Considerações finaisA liberdade dos antigos, que reinava na Antiguidade Clássica, dava-se mais

no sentido de uma deliberação coletiva sobre os assuntos públicos do que em sentido individual. Logo, o constitucionalismo antigo refletia esta ideia quando limitava o poder ao oportunizar aos cidadãos livres o direito de participar das decisões.

A liberdade dos modernos, ou liberdade negativa, defende o indivíduo acima de tudo. Procura delimitar uma clara divisão entre a esfera pública e a privada, protegendo o sujeito tanto da coerção estatal como do arbítrio de terceiros. O constitucionalismo moderno segue esta orientação. Busca a limitação do poder político através da concessão de direitos e garantias fundamentais.

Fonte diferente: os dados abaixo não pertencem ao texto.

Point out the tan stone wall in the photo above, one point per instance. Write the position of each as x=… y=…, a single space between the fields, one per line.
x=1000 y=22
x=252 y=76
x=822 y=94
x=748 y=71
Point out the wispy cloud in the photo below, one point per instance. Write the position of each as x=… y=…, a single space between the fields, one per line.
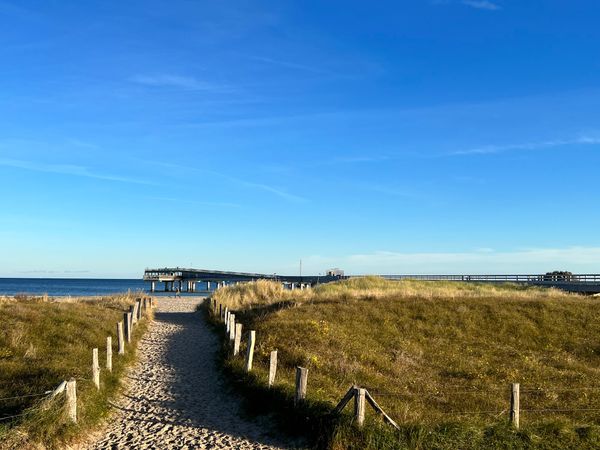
x=195 y=202
x=177 y=81
x=275 y=190
x=291 y=65
x=68 y=169
x=481 y=260
x=279 y=192
x=481 y=4
x=491 y=149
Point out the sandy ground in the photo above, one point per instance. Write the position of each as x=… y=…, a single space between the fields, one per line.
x=175 y=398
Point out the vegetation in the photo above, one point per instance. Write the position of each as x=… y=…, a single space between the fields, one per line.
x=439 y=357
x=42 y=343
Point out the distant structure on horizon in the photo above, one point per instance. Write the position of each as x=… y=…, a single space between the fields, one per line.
x=335 y=272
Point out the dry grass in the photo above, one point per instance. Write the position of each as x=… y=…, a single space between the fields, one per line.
x=431 y=351
x=45 y=341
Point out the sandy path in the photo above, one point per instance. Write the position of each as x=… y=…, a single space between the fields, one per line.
x=175 y=398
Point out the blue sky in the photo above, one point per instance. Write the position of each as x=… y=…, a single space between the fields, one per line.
x=433 y=136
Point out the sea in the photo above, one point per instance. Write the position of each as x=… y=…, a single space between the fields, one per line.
x=60 y=287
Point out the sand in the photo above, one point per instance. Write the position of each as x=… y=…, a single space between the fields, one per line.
x=175 y=397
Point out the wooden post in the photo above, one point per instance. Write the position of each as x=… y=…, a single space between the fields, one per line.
x=109 y=353
x=515 y=405
x=133 y=314
x=72 y=400
x=301 y=381
x=238 y=338
x=272 y=367
x=231 y=327
x=359 y=406
x=120 y=338
x=95 y=368
x=128 y=327
x=250 y=352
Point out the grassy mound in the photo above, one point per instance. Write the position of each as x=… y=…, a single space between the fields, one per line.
x=437 y=356
x=42 y=343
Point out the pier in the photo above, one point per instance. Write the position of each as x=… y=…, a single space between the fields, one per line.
x=185 y=280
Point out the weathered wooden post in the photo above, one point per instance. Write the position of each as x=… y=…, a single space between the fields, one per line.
x=359 y=406
x=250 y=352
x=272 y=367
x=133 y=314
x=301 y=381
x=95 y=368
x=109 y=353
x=237 y=339
x=515 y=405
x=231 y=327
x=71 y=396
x=128 y=327
x=120 y=338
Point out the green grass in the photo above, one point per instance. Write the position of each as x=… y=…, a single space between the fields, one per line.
x=45 y=342
x=428 y=352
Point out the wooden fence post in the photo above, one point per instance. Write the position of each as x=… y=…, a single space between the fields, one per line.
x=301 y=382
x=272 y=367
x=231 y=327
x=95 y=368
x=515 y=405
x=128 y=327
x=72 y=400
x=238 y=338
x=120 y=338
x=109 y=353
x=250 y=352
x=359 y=406
x=133 y=314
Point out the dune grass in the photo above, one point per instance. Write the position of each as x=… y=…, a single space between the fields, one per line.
x=439 y=357
x=43 y=342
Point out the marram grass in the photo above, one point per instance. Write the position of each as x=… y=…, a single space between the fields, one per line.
x=439 y=357
x=43 y=342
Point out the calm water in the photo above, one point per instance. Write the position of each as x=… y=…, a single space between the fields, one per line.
x=76 y=286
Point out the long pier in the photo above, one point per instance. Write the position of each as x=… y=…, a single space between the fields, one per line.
x=182 y=280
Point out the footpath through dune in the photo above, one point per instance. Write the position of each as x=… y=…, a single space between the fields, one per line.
x=175 y=398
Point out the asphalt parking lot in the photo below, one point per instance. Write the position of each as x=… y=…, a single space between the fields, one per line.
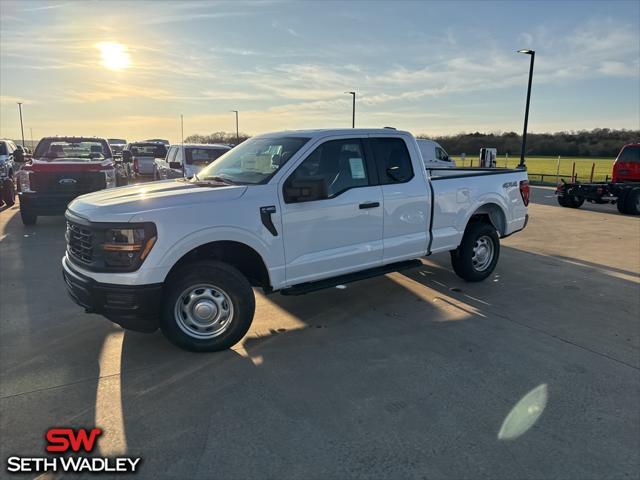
x=533 y=373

No século XIX, houve uma difusão do conceito de liberdade positiva, ou da liberdade enquanto poder. Isso repercutiu a derrocada do constitucionalismo liberal e a ascensão do constitucionalismo social. Essa passagem se deu com a criação de direitos sociais para garantir a liberdade positiva.

O constitucionalismo social prometia a conciliação das várias liberdades, mas terminou revelando-se um gatilho para o crescimento desenfreado do Estado, que destruía a liberdade de coerção na tentativa de entregar a “liberdade positiva”. Eis o motivo da crise dos estados sociais – ora autoritários, ora totalitários.

Nesse sentido, a história do século XX é contundente: as sociedades que primaram pela liberdade positiva em detrimento da liberdade negativa, terminaram sem nenhuma delas. Enquanto as sociedades que colocaram a liberdade negativa em primeiro lugar, terminaram com uma boa parcela de ambas.

À medida que se discorre sobre as transformações do conceito de liberdade e paralelamente se traça o histórico do constitucionalismo, mais cristalina fica a tese de que esses dois pontos são conexos.

Despertam, finalmente, duas grandes conclusões sobre o tema: o conceito de liberdade é uma excelente ferramenta para o estudo dos constitucionalismos, pois influencia diretamente a forma que o constitucionalismo adquire dentro de uma sociedade; o conceito de liberdade, ao moldar a forma e o tamanho dos constitucionalismos, influencia diretamente no (eventual) produto deles - as constituições. Nesse sentido, o constitucionalismo pode ser considerado a medida das constituições.